Mas, Lucille, o real motivo desta carta (escrevo com aquela caneta que touxeste de Nova Iorque e deste a ela quando trocavam contos "galeânicos " por fantásticos, e lamento que chegue a ti em letra impessoal e fria) é que hoje Ela cantou. A voz era triste, a música nem sei, mas, não importa. Cantar não te parece um bom sinal? Sempre lembro do cara do Pavão Mysteriozo dizendo que isto parece com não morrer. Creio absolutamente e sei o que vai em ti, a respeito. Por isto o comunicado: ELA CANTOU.
Abraço meu. E dela. Se pudesse.

Charlotte.

P.S.: E eu que pensava que não apareceria por aqui tão cedo. Me diga, Lucille, como imaginas o cenário, quando é Charlotte quem se revela a mais lúcida? (Risos.)

Por Ceronha Pontes
De Tamboril-Ce, 28 de Setembro de 2011.

sábado, 24 de setembro de 2011

As coisas feias


Neste momento Mariana vê o mundo mais perverso do que alguma vez. Dói de dor de morte, sendo que a lembrança desta nem lhe parece tão feia se comparada a, mas, na falta do que se aproxime...
Esperam de Mariana um ato heróico incompatível com a sua condição de rato.

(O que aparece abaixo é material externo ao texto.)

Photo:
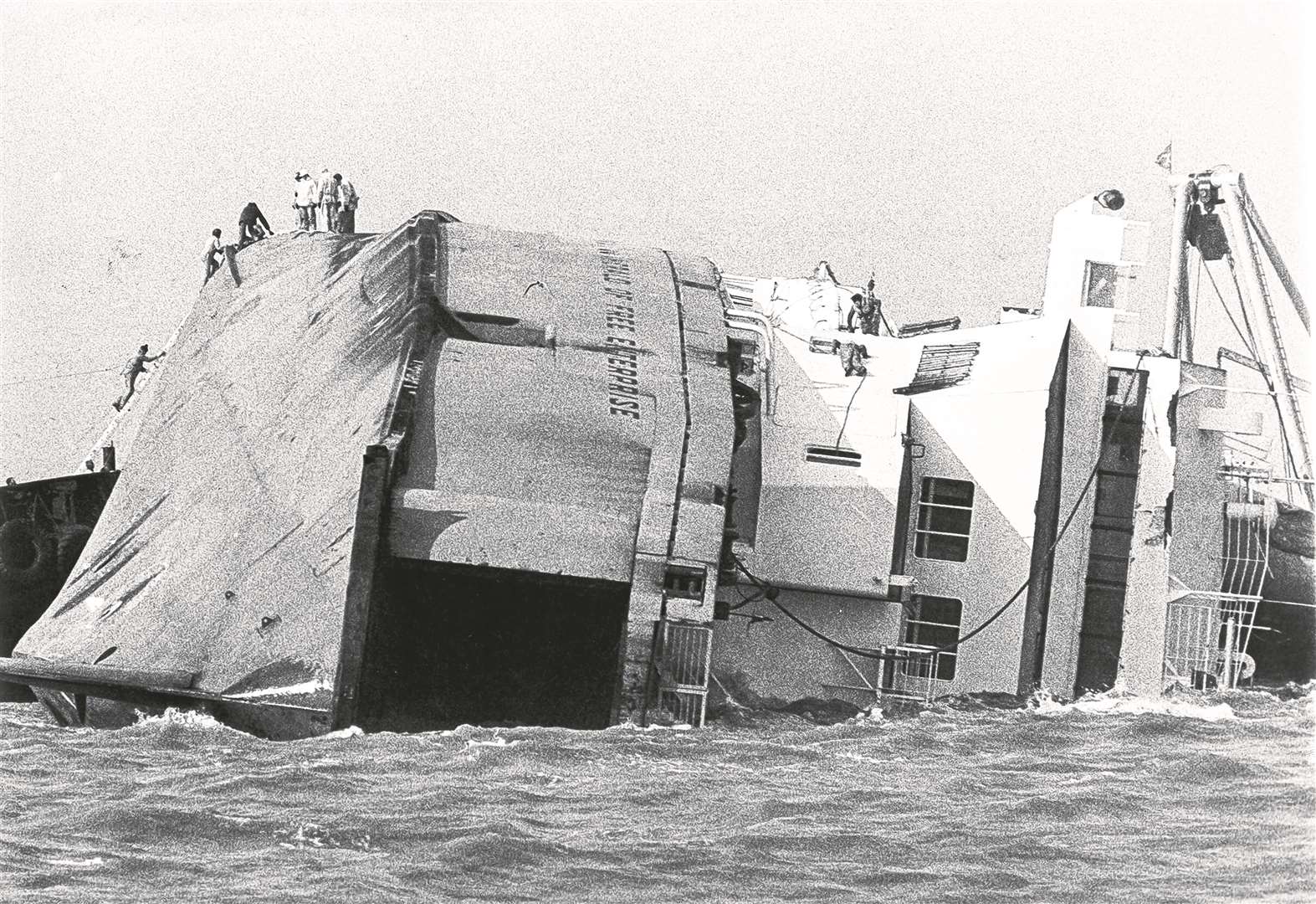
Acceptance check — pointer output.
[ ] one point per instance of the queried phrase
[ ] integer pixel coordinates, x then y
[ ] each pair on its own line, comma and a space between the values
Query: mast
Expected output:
1175, 299
1270, 347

Talvez porque pareça um leão, pobrezinha. Impotência e, pior, um medo intransponível ela experimenta sem conseguir ser amparo o bastante para Marianona e Marianinha. 
Um tio lhe falou sobre noites mais longas que o fim do mundo. Os dias também, ela pensa. Aonde se cumpre o fim comprido do mundo? Será que lá se acaba este padecimento?